Jucá está sob investigação da PGR, autorizada pelo STF, por suspeita de desvio de recursos e crimes eleitorais. Ele caiu após vir à tona o conteúdo de sua conversa telefônica com Sérgio Machado, indicado pelo PMDB para a presidência da Transpetro. No áudio, o senador diz que Temer e Cunha jogam no mesmo time e que a deposição de Dilma faria parte de um acordo nacional entre elites políticas e da burocracia pública, incluindo ministros do STF, para frear a Lava Jato. Por outro lado, em sua delação premiada, Sérgio Machado afirmou ter repassado, entre 2008 e 2014, R$ 1,55 milhão ao ex-ministro Henrique Eduardo Alves, que presidiu a Câmara em 2013-2014. Por ter conta bancária irregular na Suíça, descoberta pela Lava Jato, Alves foi denunciado ao STF pela PGR por lavagem de dinheiro e evasão de divisas. Ademais, os áudios de Sérgio Machado revelaram que Fabiano Silveira fez críticas à Lava Jato e ao procurador-geral Rodrigo Janot.
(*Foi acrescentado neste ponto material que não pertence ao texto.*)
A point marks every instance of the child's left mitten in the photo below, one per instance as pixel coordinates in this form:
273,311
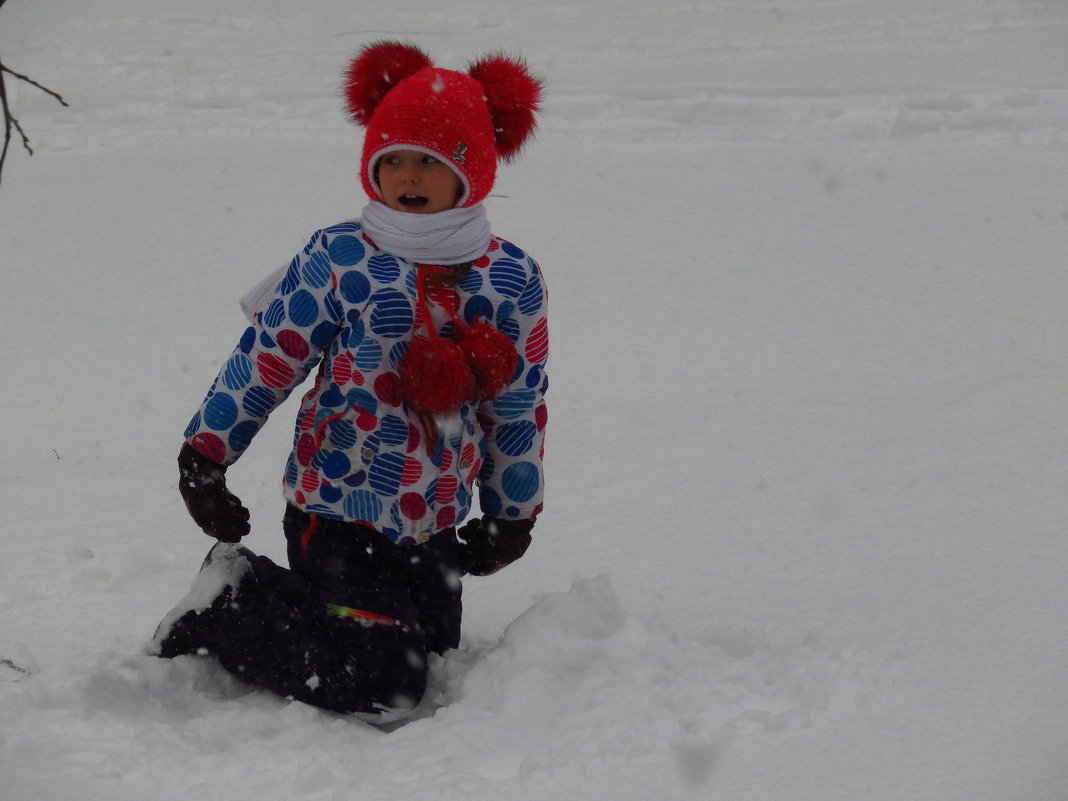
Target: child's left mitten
217,511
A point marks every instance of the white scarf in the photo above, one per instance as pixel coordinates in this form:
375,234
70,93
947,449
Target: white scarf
454,236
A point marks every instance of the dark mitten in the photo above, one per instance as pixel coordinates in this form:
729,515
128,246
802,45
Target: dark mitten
214,507
490,544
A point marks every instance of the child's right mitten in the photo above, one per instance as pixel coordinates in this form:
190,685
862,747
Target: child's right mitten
490,544
215,508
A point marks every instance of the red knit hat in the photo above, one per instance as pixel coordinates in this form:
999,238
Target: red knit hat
468,121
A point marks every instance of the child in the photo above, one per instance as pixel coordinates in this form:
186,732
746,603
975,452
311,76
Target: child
429,339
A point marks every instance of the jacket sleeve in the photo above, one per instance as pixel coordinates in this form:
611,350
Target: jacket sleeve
275,355
512,478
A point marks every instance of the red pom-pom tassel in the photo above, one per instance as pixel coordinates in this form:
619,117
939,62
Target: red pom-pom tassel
491,356
513,96
435,376
375,71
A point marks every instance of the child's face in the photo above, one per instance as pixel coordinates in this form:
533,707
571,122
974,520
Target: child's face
414,182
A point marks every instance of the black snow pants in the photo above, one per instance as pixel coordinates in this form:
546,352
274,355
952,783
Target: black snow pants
349,626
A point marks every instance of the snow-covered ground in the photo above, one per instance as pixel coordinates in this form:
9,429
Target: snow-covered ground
809,450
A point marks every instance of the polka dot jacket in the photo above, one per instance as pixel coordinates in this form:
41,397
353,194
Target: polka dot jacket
359,454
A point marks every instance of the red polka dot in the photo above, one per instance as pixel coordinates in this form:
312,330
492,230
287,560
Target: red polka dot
411,473
210,445
273,372
387,388
537,343
445,517
412,505
542,417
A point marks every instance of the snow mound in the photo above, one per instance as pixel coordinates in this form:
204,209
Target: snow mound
576,684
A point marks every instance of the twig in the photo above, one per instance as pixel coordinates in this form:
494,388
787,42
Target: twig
10,122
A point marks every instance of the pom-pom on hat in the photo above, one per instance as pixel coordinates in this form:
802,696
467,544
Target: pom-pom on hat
468,121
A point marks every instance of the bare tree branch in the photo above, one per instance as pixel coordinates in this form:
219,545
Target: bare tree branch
10,122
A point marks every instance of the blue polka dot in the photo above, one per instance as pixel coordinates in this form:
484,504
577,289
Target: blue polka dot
520,482
336,465
472,282
332,398
258,402
504,311
393,430
303,308
241,435
477,308
386,472
346,250
530,301
343,434
391,317
363,505
368,356
316,270
238,372
383,269
508,278
355,287
323,334
515,439
220,411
O envolvimento do ministério de Temer com irregularidades não para por aí. Executivos da Odebrecht informaram, poucos dias atrás, que José Serra (PSDB), ministro das Relações Exteriores do governo interino, recebeu a quantia atualizada de R$ 34,5 milhões, por meio de caixa dois, para sua campanha eleitoral à presidência, em 2010. Os ministros da Educação Mendonça Filho (DEM), da Casa Civil Eliseu Padilha (PMDB), do Meio Ambiente Sarney Filho (PV) e da Secretaria de Governo Geddel Vieira Lima (PMDB) também foram mencionados em delações ou estão sob investigação.
Na Câmara, pode-se destacar, entre tantos nomes, o deputado André Moura (PSC), líder do governo por indicação de Eduardo Cunha, condenado em segunda instância por improbidade administrativa cometida em Pirambu, Sergipe, onde foi prefeito. Ele também é réu em três ações penais no STF e investigado em vários inquéritos, inclusive por suspeição de homicídio e de participação em irregularidades na Petrobras. Segundo o site Congresso em Foco, dos 81 senadores, “24 são acusados ou suspeitos de práticas criminosas como corrupção, lavagem de dinheiro, formação de quadrilha, peculato, crimes eleitorais, de responsabilidade e contra a Lei de Licitações”.
Enquanto isso, lê-se o seguinte no site do MBL em relação aos ministros do governo interino: “Bruno Araújo (Cidades), Raul Jungmann (Defesa), José Serra (Relações Exteriores), Mendonça Filho (Educação e Cultura) e Ricardo Barros (Saúde) são citados nas planilhas de doações feitas pelo Grupo Odebrecht. Essa planilha contém 284 políticos, e, até o dia desta publicação, não é crime receber doações legais de campanha registradas no Tribunal Superior Eleitoral. Vamos lembrar – os políticos citados acima declararam as doações recebidas, o que não configura crime”. Essa é apenas uma pequena evidência do caráter partidarizado e seletivo do programa contra a corrupção de forças da coalizão do impeachment. Mencionando apenas um caso, enquanto a Odebrecht declara que Serra recebeu robusto fundo de campanha via caixa dois, o MBL, de antemão, inocenta o ministro. De outro lado, aquilo que se refere ao PT e suas lideranças é visto como um atentado ao princípio da moralidade.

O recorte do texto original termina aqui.